I'm taking a breath from my line of Christmas reads and looking at a more emotional read today with some heavier themes. This is the second book from this author, and after her first being so well received, I'm looking forward to seeing what this new tale will hold. I'm expecting lots of emotions and struggles...and quite a bit of romance? It does sink into dealing with the loss of a brother (so many loss books this year), and I'm hoping to does this well.
But let's just open it up and see what the story holds.
ALL THE WAY AROUND THE SUN
by Xixi Tian
Quill Tree Books
YA Contemporary
304 pages
From the acclaimed author of This Place is Still Beautiful comes an evocative, achingly romantic road trip story about grief, diasporic identities, and deep-buried secrets that haunt us, perfect for fans of Past Lives and The Farewell.
Stella Chen’s life ground to a halt when her brother unexpectedly passed away a year ago. Raised together by their grandmother in the Chinese countryside before rejoining their parents in the United States, his absence destroys the connective tissue in her family. With another jarring move her senior year, from rural Illinois to unfamiliar surroundings in San Diego, she is left alone and adrift in her family’s suffocating silence and the void of unanswered questions around her brother’s death.
So when Stella’s parents force her to join her estranged childhood friend Alan Zhao for a college tour all over California, Stella dreads it. Alan is a reminder of everything Stella wishes she could be — popular, gregarious, unburdened — and a reminder of how lost she is.
As this road trip takes Stella and Alan down beautiful coastlines and through fraught family dynamics, Stella can’t help but feel the spark of why she and Alan were once so close. Before long, they find themselves pulled into each other’s orbits, forcing unspoken feelings and long-hidden truths into the light.
MY TIDBITS
Emotions accompanied by carefully woven prose create a read, which touches the heart and provokes thought.
Stella's world turned upside down the day her brother suddenly passed away. He'd gone to college and never returned. Now, a senior herself, she's facing a move across the US right then when she's turning in...or supposedly turning in...applications for college. She's already struggling to get her life picked back together, while not letting her parents know how much she's truly fallen apart. When they insist she meet up with an earlier friend, who now also lives in the area, to visit colleges, she's not ready. Especially since that friend was once more, and she's not nearly ready to rekindle anything on the romance end.
This read is for those who love to dive deep into the heart and tackle difficult emotions with the ache and struggles involved. It's written in first person and immediately lets the reader feel the weight of Stella's situation. So, it's not a light read. Stella goes through the motions of life, keeping a detachment to the world around her, which is supported by the writing style as it leans toward telling what's going on rather than bringing each scene to life. Instead, it concentrates on Stella's thoughts and emotions. Flashbacks allow readers to slip into Stella's history and to better understand her point of view, and this weaves nicely. The detached atmosphere remains in these sections, too though, when letting the reader live the moment might have been the better choice, since Stella herself was alive at those moments. But the lovely prose also lures in and snuggles nicely with the emotional read.

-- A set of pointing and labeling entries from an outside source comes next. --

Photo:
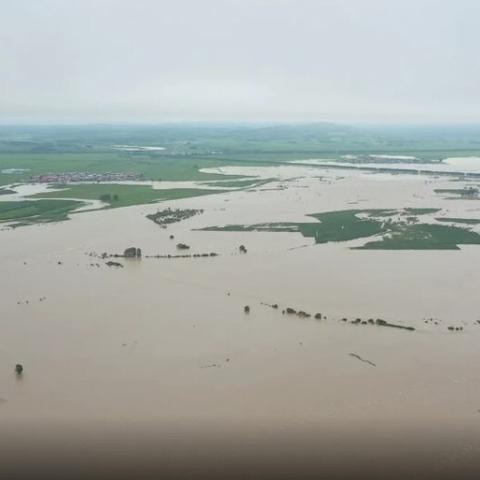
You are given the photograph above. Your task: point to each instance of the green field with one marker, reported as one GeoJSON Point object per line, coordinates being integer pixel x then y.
{"type": "Point", "coordinates": [27, 212]}
{"type": "Point", "coordinates": [345, 225]}
{"type": "Point", "coordinates": [121, 195]}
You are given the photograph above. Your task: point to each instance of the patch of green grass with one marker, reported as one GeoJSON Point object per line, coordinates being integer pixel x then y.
{"type": "Point", "coordinates": [242, 183]}
{"type": "Point", "coordinates": [425, 237]}
{"type": "Point", "coordinates": [332, 226]}
{"type": "Point", "coordinates": [37, 211]}
{"type": "Point", "coordinates": [121, 195]}
{"type": "Point", "coordinates": [349, 225]}
{"type": "Point", "coordinates": [150, 166]}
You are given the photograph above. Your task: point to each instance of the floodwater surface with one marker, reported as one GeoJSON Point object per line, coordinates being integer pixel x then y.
{"type": "Point", "coordinates": [167, 341]}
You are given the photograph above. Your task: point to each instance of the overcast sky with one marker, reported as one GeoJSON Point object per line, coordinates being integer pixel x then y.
{"type": "Point", "coordinates": [241, 60]}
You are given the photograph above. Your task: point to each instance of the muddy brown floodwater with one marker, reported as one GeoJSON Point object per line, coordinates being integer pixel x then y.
{"type": "Point", "coordinates": [127, 349]}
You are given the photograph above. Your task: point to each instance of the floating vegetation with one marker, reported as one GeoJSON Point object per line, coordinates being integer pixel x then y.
{"type": "Point", "coordinates": [168, 216]}
{"type": "Point", "coordinates": [358, 357]}
{"type": "Point", "coordinates": [466, 193]}
{"type": "Point", "coordinates": [468, 221]}
{"type": "Point", "coordinates": [28, 212]}
{"type": "Point", "coordinates": [187, 255]}
{"type": "Point", "coordinates": [110, 263]}
{"type": "Point", "coordinates": [396, 229]}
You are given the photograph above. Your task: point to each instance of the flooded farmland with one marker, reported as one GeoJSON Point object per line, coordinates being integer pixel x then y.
{"type": "Point", "coordinates": [167, 340]}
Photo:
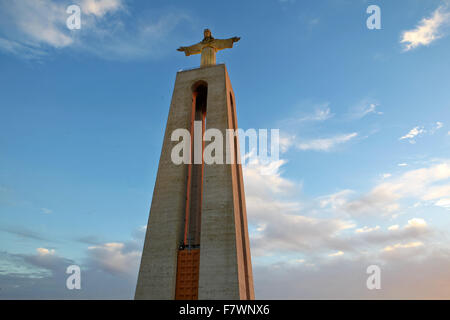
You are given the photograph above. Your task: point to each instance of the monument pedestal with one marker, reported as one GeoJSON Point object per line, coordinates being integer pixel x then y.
{"type": "Point", "coordinates": [198, 207]}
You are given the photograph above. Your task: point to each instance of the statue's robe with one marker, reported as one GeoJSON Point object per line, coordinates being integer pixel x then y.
{"type": "Point", "coordinates": [208, 49]}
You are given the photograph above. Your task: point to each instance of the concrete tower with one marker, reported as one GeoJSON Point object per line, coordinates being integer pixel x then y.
{"type": "Point", "coordinates": [197, 244]}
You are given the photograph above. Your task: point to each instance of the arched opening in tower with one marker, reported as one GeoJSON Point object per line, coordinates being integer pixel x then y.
{"type": "Point", "coordinates": [188, 263]}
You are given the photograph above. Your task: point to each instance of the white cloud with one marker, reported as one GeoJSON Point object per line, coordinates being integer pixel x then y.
{"type": "Point", "coordinates": [416, 184]}
{"type": "Point", "coordinates": [33, 29]}
{"type": "Point", "coordinates": [321, 114]}
{"type": "Point", "coordinates": [364, 108]}
{"type": "Point", "coordinates": [413, 133]}
{"type": "Point", "coordinates": [427, 31]}
{"type": "Point", "coordinates": [336, 254]}
{"type": "Point", "coordinates": [44, 251]}
{"type": "Point", "coordinates": [115, 257]}
{"type": "Point", "coordinates": [101, 7]}
{"type": "Point", "coordinates": [326, 144]}
{"type": "Point", "coordinates": [367, 229]}
{"type": "Point", "coordinates": [403, 246]}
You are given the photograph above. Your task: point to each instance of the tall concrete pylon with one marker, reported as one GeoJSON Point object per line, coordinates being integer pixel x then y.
{"type": "Point", "coordinates": [197, 244]}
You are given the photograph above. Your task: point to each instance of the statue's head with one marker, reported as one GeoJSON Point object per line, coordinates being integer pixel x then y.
{"type": "Point", "coordinates": [207, 33]}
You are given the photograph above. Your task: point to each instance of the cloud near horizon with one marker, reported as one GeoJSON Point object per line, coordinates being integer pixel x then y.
{"type": "Point", "coordinates": [428, 30]}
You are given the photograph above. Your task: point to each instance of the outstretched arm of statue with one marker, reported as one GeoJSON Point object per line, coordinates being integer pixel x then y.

While this is described as Stella rekindling a romance, it's not really a true romance read. Rather, it's more about the meeting of two individuals, who are dealing with their own shadows. They connect, offer support by opening up slowly, and find a little romance along the way. This works very well for the book's intentions and makes sure the meaning of this read, Stella's battle through the grief, doesn't get undermined.
As an action girl, this read was a little slower than I prefer, but those readers, who love prose and digging deep into a character's heart are going to enjoy every page.
And here she is...
XiXi Tian was born in China and immigrated to the United States when she was a year old. She grew up in central Illinois, graduated from the University of Illinois at Urbana-Champaign with a degree in history, and then attended Harvard Law School. She is a writer, lawyer, avid reader, and lifelong Midwesterner no matter where she lives. Her debut novel, This Place Is Still Beautiful, was an Indies Introduce and Indie Next Pick and received five starred reviews. You can visit her online at xixiwrites.com.